First off, why would anyone submit? As wrestling fans, we've been trained to believe that you take the pain in a submission hold as long as you can until you pass out from the sheer torture if you're one of the good guys. The classic example of this is WrestleMania 13, when Steve Austin, bloodied and wrangled in the Sharpshooter by Bret Hart, passed out in an "I Quit" match, thus setting the bar for the ultra-popular. From a storytelling standpoint, it provided great theater. It would have provided a shining example of one guy's "never say die" attitude if it were the only example, but as always in wrestling (especially with WWF/E), overuse has diluted it.

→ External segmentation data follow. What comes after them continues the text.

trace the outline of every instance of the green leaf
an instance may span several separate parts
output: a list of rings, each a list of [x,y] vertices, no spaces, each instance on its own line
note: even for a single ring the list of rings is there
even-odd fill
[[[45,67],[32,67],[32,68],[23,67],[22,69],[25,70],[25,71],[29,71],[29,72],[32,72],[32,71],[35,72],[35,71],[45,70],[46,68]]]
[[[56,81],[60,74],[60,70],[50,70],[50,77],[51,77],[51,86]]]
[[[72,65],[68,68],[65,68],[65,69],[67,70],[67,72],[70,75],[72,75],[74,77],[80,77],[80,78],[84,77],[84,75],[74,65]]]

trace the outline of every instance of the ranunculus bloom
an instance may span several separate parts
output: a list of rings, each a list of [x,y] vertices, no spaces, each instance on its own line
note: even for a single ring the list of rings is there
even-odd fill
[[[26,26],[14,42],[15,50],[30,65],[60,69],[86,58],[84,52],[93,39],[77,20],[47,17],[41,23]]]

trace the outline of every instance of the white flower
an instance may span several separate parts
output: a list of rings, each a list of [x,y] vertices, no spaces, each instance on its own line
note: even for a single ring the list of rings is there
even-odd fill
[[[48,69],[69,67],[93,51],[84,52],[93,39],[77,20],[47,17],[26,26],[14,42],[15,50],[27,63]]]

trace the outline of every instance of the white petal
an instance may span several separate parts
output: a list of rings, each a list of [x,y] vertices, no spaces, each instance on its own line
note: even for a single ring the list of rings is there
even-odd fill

I'm not sure if it was that WM13 moment that made it uncool for the good guy to tap out or whether it was just a reamplification of an old wrestling talking point where good guys fought on and bad guys surrendered, but for a period of almost a decade, heels as a rule didn't have effective submission holds. There were exceptions, but at the same time, tapping out was very much taboo. Hell, there are still more-than-vestigial signs in current wrestling companies as mainstream as Impact Wrestling that still see the tap out as something to look down on, or at least something that's not easily obtained. The Bound for Glory Series awards 10 points for a submission victory, the most on its slate.
The truth of the matter is that tapping out should be the easiest way to win a match. The amount of effort it takes to kick out of the average pin attempt is minimal, making it much harder for the victor to exert the damage needed to knock the victim out for three seconds. Think about it, all you have to do is get a shoulder up. Meanwhile, even the simplest looking submission hold can be a pain to get out of or to maneuver in if you're far enough from the ropes, even for someone who enters a match in good health and stamina. Furthermore, if you're in a submission hold for a prolonged time, realistically, you heighten your chances for getting severely injured.
So, shouldn't a submission master like Bryan know best how much damage a hold can do on his body? I've mentioned it a few times on here, but tapping out is smart in the long term, and really, Bryan is portrayed as a smart wrestler, be it positively through his in-ring exploits or pejoratively by Michael Cole continually calling him a NERRRRRRRRRRRRRRRRRRRRRRRRRD.
Then again, I guess it bears mentioning how much realism you want in your wrestling. Personally, I'm fine if they keep it heavily "unrealistic" for the sake of tradition and storytelling, because hey, if I wanted to watch real fighting, I'd watch MMA or boxing. Wrestlers can do things that these "legit" athletes can't do because of the scripted nature of it all, and I'll defend until I'm blue in the face the natural order of things. That being said, I do appreciate nods to realism and strategy. I also appreciate attempts to destigmatize various finishes in pro wrestling. When you make the number of finishes that are viable more open and broad, you open up matches for better storytelling.
So, don't lament that del Rio tapped Bryan two weeks in a row. I'd say be happy that Bryan is seemingly being groomed for the main event, tangling with the now-WWE Champion two weeks in a row, looking damn good doing it. That's the important thing to take from the last two Smackdowns.